With thanks to the members of the Association who forwarded suggestions, the Nominating Committee of the Shakespeare Association of America, chaired by Jane Hwang Degenhardt (University of Massachusetts, Amherst) including Marissa Greenberg (University of New Mexico), Penelope H. Geng (Macalester College), and Kirsten N. Mendoza (University of Dayton) presents the following candidates for office in 2024:

Trustee Candidates

Bio:

Katie Brokaw is associate professor of English at University of California, Merced and co-founding artistic director of Shakespeare in Yosemite. She authored Shakespeare and Community Performance (2023) and Staging Harmony: Music and Religious Change in Late Medieval and Early Modern English Drama (2016), which won the David Bevington Prize. In 2012, the dissertation upon which it was based won SAA’s J. Leeds Barroll Prize. She edited the Arden Performance edition of Macbeth, co-edited Shakespeare and Secular Transactions in the Age of Shakespeare, and published several essays on eco-Shakespeare and early modern drama. She is co-founder of the EarthShakes Alliance, co-organized Globe4Globe: Shakespeare and the Climate Emergency with Shakespeare’s Globe, and has been a plenary speaker for the Shakespeare Theatre Association (STA). At UC Merced, she has been department chair and co-created an undergraduate major in Environmental Humanities. For the SAA, she has chaired the Ad Hoc Committee on Conference Futures (2022-present), organized panels for 2021 and 2018 and co-led a seminar in 2015.

Statement:

SAA has been my intellectual home since 2008, and I am honored to be considered for the Board of Trustees. My primary aims for the SAA are making it as accessible as possible and reducing its environmental impact. These goals are of a piece with my current work as scholar, teacher, artist, and activist, which is primarily focused on how to leverage Shakespearean adaptation for environmental advocacy, and on making Shakespeare accessible and empowering to people traditionally marginalized from the stage and academy. I also consider myself a scholar-practitioner, and have long been interested in bringing more theatre artists to the SAA: multiple theatre directors presented at both SAA panels I organized, and I helped bring Lisa Wolpe’s one-woman show to the 2018 SAA meeting.

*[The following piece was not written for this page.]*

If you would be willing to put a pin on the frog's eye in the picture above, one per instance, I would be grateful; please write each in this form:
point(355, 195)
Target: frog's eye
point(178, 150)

I have spent the last year and a half chairing the SAA Conference Futures committee, which has been tasked with researching and reporting on models for future conferences. My work on the SAA Conference Futures committee has included authoring reports that synthesize membership survey findings with the committee’s research, meeting with the current trustees, and communicating with the SAA’s travel agent about hotel capacities and the affordability and environmental impact of various potential host cities. This work has given me insights into the challenges and opportunities facing the SAA that I’d carry with me into my work on the board should I be elected. Our committee has proposed steps the SAA can take to make our conferences more environmentally and financially sustainable while being as inviting as possible to current and potential members. These include ideas such as making in-person conferences as affordable as possible, models for remote engagement with the conference and other networking, and proposals for making the scholarship generated by SAA members available to broader publics through things like podcasts and YouTube.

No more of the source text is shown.